I'm asked to investigate this series and determine where it's continuous, but I have no idea where to even start with this.

I was able to determine that the series converges when 0<x<1, and diverges when x$\ge$1, using the raabe test, but after this I don't know how to to show continuity anywhere.

EDIT: I determined the convergence as follows:

$$\rho_k\equiv k\left(\frac{x^kk!}{(x+1)(2x+1)\dots(kx+1)}\frac{(x+1)\dots(kx+1)((k+1)x+1)}{x^{k+1}(k+1)!}-1\right)$$

$$\rho_k=k\left(\frac{(k+1)x+1}{(k+1)x}-1\right)=\frac{k}{(k+1)x}$$

$$\lim_{k\to\infty}\rho_k=\frac{1}{x}\lim_{k\to\infty}\frac{k}{k+1}=\frac{1}{x}$$

So the series converges when $\frac{1}{x}>1$ and diverges when $\frac{1}{x}<1$, so $x<1$ and $x>1$. When $x<0$ we have $\frac{1}{x}>1\Rightarrow 1<x$ which is a contradiction, so $x\nless0$

When $x=1$ we have

$$f(1)=\sum_{k=1}^\infty\frac{1^kk!}{(1+1)(2\cdot 1+1)\dots(k\cdot 1+1)}=\sum_{k=1}^\infty\frac{k!}{(k+1)!}=\sum_{k=1}^\infty\frac{1}{k+1}$$ which diverges

So we have $x\ge 1$ diverges and $0\le x<1$ converges

Answer 1

As already established, the given series $$f(x)=\sum_{k=1}^\infty f_k(x),\qquad f_k(x)=\frac{x^k\ k!}{(x+1)\cdots(kx+1)}$$ converges if and only if $0\leqslant x<1$.

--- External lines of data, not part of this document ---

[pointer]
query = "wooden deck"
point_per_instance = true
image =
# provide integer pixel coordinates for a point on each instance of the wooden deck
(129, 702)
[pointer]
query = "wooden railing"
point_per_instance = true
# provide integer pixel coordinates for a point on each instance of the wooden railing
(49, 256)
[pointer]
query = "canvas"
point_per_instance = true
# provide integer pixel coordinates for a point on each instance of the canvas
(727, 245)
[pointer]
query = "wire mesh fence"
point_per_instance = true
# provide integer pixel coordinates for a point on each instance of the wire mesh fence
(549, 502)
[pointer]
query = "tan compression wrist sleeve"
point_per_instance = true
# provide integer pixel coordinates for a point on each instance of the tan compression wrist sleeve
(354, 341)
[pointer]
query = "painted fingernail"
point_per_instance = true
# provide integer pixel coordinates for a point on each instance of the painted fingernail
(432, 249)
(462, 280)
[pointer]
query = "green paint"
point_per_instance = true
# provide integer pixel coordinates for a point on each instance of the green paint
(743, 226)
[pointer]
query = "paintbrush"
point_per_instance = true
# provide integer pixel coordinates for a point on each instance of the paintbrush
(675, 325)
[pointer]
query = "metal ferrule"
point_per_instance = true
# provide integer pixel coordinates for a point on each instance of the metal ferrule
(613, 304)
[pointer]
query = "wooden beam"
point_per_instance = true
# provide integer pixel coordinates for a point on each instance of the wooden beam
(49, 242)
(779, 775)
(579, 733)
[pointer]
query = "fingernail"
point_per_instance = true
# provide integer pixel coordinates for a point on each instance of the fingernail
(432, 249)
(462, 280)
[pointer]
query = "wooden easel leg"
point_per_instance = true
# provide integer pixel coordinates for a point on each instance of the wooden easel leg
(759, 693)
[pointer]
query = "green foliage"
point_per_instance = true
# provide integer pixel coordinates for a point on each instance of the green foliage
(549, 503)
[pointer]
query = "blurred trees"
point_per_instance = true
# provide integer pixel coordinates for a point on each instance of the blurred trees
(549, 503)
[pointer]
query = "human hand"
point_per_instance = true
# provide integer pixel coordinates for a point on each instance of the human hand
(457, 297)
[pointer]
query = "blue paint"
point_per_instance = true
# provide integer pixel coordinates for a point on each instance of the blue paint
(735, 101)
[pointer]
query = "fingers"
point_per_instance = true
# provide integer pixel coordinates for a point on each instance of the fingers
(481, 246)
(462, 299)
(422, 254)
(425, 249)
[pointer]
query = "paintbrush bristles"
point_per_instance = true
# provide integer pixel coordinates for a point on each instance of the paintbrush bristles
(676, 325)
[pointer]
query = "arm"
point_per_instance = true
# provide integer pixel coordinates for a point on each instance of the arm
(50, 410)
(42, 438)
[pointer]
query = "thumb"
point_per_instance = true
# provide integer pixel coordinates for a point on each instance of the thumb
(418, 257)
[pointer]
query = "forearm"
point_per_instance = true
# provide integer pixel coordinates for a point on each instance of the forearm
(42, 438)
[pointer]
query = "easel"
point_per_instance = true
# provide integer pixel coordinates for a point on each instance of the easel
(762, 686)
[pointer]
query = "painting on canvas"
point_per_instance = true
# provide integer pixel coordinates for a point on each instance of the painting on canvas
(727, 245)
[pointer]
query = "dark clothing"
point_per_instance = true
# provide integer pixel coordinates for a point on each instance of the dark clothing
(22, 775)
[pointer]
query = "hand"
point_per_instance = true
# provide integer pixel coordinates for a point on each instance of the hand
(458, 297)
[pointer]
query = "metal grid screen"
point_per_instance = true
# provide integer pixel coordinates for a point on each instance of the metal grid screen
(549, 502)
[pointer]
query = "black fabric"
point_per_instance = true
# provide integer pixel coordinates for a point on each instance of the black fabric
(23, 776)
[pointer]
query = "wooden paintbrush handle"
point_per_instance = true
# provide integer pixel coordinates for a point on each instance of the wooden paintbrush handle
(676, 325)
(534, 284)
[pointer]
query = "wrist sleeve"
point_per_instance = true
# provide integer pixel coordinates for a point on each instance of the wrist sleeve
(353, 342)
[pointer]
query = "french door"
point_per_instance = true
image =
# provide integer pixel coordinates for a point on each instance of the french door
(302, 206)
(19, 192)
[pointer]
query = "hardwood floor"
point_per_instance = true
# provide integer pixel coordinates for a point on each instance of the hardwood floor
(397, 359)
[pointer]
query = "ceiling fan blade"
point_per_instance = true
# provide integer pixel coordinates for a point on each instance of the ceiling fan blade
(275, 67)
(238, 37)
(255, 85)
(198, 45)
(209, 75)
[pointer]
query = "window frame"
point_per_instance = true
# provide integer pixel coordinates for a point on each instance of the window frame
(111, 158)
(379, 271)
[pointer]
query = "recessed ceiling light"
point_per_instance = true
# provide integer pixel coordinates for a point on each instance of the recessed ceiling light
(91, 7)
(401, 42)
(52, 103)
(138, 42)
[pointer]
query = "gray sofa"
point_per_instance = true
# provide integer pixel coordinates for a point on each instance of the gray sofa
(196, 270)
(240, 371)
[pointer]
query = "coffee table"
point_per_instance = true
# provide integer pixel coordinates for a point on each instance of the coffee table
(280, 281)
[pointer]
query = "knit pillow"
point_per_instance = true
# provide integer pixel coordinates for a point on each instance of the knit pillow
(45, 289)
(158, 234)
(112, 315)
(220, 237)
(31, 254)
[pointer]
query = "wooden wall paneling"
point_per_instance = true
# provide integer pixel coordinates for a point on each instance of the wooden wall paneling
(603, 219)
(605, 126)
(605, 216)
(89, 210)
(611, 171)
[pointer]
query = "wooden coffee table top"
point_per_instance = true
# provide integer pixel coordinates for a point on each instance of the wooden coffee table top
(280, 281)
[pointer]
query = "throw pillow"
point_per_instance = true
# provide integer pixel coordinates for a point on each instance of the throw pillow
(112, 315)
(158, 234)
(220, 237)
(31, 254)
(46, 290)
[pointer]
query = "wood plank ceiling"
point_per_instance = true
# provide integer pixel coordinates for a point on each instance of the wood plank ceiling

Moreover, it converges uniformly on $x\in[0,a]$ for any $0<a<1$ (by Weierstrass M-test, since $0\leqslant f_k(x)\leqslant f_k(a)$ for $0\leqslant x\leqslant a$), hence $f(x)$ is continuous (as each $f_k$ is).

It is not asked for, but the equality $\color{blue}{f(x)=x/(1-x)}$ follows from $$\sum_{k=1}^n f_k(x)=\frac{x}{1-x}\big(1-(n+1)f_n(x)\big),$$ which is easy to show using induction on $n$.

Answer 2

Manipulating the numerator and denominator of the sum slightly, it turns out that the infinite series can be expressed in terms of the hypergeometric function

$$f(x)=\sum_{k=0}^\infty\frac{(k+1)!}{(1+1/x)(2+1/x)\dots(k+1+1/x)}\\=\frac{x}{1+x}\sum_{k=0}^\infty\frac{(1)_k(2)_k}{(2+1/x)_k}\\=\frac{x}{1+x}{}_2F_1(1,2,2+1/x;1)$$

From considerations contained in this question, it can be shown that ${}_2F_1(1,2,2+1/x,z)$ is uniformly continuous as long as $|z|<1$. This leaves the present problem as an edge case, which has to be treated separately, due to the singularity present at $x=z=1$.

To assess continuity, we look at the integral representation

$$B(b,c-b){}_2F_1(a,b,c;1)=\int_0^1 x^{b-1}(1-x)^{c-b-a-1}$$

which from the definition of the beta integral gives,

$$f(x)=\frac{x}{1+x}\frac{B(2,1/x-1)}{B(2,1/x)}=\frac{x}{1-x}~~,~~ |x|<1$$

as @metamorphy pointed out in the comments. This is obviously uniformly continuous in any subset of the unit disk (not including its boundary).